Lightwood przerywa, bo nagle jego książka znika mu sprzed nosa. Podnosi wzrok i widzi, że Bane trzyma ją w dłoniach.

- Oddawaj.

- Oddam, gdy ruszysz swój szanowny tyłek.

Alec podnosi się z koca i krzyżuje ręce na klatce piersiowej.

- Wystarczy?

- Mógłbyś przestać zachowywać się jak obrażona nastolatka? - pyta Magnus.

- Mógłbyś przestać być dupkiem? - odpowiada pytaniem Alec.

- Nie jestem dupkiem - mówi, po czym dodaje ciszej: - Staram się jak mogę, by przekonać twoich rodziców do naszego związku, więc zamknij się i chodź do tego cholernego oceanu.

Magnus wręcza Lightwoodowi jego własność, a ten rzuca ją na koc, wzdychając.

- Niech ci będzie.

Chwilę później Alec wchodzi powoli do oceanu, przyzwyczajając rozgrzane od promieni słonecznych ciało do chłodnej wody. Gdy dochodzi do głębokości, gdzie woda sięga mu do pasa, odwraca się w stronę plaży i zauważa, że Magnus zniknął. Kiedy zaczyna się rozglądać, czuje, że ktoś wpływa między jego nogi. Zanim zdąży jakkolwiek zareagować, owy ktoś wstaje, unosząc go na swoich barkach i wyrzuca chłopaka do tyłu na znacznie głębszą powierzchnię. Lightwood wpada do chłodnej wody, całkowicie znikając pod taflą wody. Zszokowany, wypływa dopiero po kilku sekundach. Odsuwa mokre włosy z oczu i widzi Magnusa, którzy udaje całkowite niewiniątko, spogląda w niebo z ustami ułożonymi w prostą linię i próbuje nie wybuchnąć śmiechem.

- Dupek - woła Alec.

- To nie ja.

- Zemszczę się.

- Och, naprawdę? Szczerze wątpię.

Przez następne kilka minut Alec i Magnus bawią się w wodzie niczym kilkuletnie dzieci, chlapiąc się i śmiejąc głośno. Lightwood goni chłopaka, ale schwytanie go okazuje się trudne.

Alec zapomina na chwilę o incydencie, który zdarzył się ponad rok temu i pozwala sobie na chwilę zabawy. Magnus uśmiecha się szeroko, widząc z powrotem jego przyjaciela, wolnego i radosnego, nie obrażoną księżniczkę.
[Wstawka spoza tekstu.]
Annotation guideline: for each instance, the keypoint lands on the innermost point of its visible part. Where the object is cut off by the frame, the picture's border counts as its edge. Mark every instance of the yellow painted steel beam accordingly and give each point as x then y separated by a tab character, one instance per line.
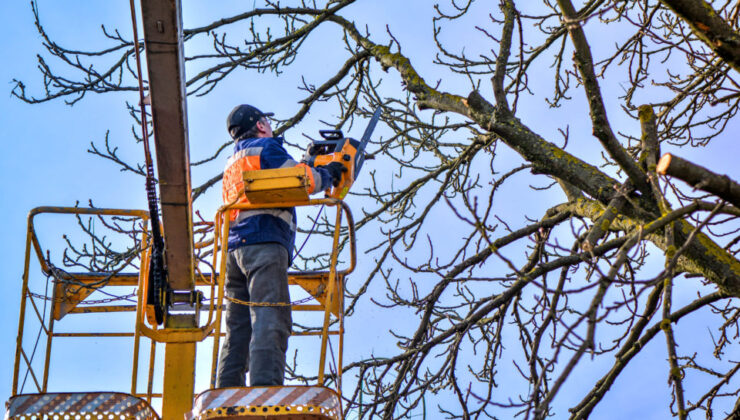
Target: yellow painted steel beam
98	309
179	380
Ostatecznie, po wielu długich próbach, Alecowi udaje się złapać Bane'a, który nie ma siły na dalsze uciekanie. A może robi to umyślnie, chcąc poczuć silne ramiona Lightwooda wokół swojego ciała. Magnus udaje, że próbuje się wyrwać, by jego fałszywy chłopak wzmocnił uścisk. Alec łapie haczyk. Trzyma Magnusa tak mocno i blisko siebie, że chłopak wyczuwa jego przyśpieszone bicie serca, a na karku czuje jego ciepły oddech.
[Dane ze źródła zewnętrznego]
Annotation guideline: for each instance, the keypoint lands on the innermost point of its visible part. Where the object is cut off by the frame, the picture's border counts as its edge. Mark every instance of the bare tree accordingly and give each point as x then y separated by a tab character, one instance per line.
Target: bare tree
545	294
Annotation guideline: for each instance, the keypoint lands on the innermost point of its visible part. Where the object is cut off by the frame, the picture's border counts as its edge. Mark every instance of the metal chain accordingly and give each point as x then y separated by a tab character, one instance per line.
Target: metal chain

- Brawo, masz mnie. I co teraz zrobisz? - pyta Magnus. - Dasz mi klapsa?

Bane wyczuwa, że jego słowa spowodowały uśmiech na twarzy Lightwooda.

- Może tak. A może nie.

Alec prowadzi Magnusa na głęboką wodę, ignorując jego protesty. Nagle wciąga go pod powierzchnię wody i pozwala wypłynąć dopiero po kilku sekundach. Magnus chwyta się kurczowo Lightwooda, zaplatając ręce wokół jego szyi.

- Głęboko tu. Nie potrafię pływać.

- Jasne - odpowiada Alec, myśląc, że to kolejna z gierek.

Wyswobadza się z uścisku i oddala się na kilka metrów, ignorując prośby chłopaka. Po chwili odwraca się i zamiera, gdy zauważa, że Bane zniknął.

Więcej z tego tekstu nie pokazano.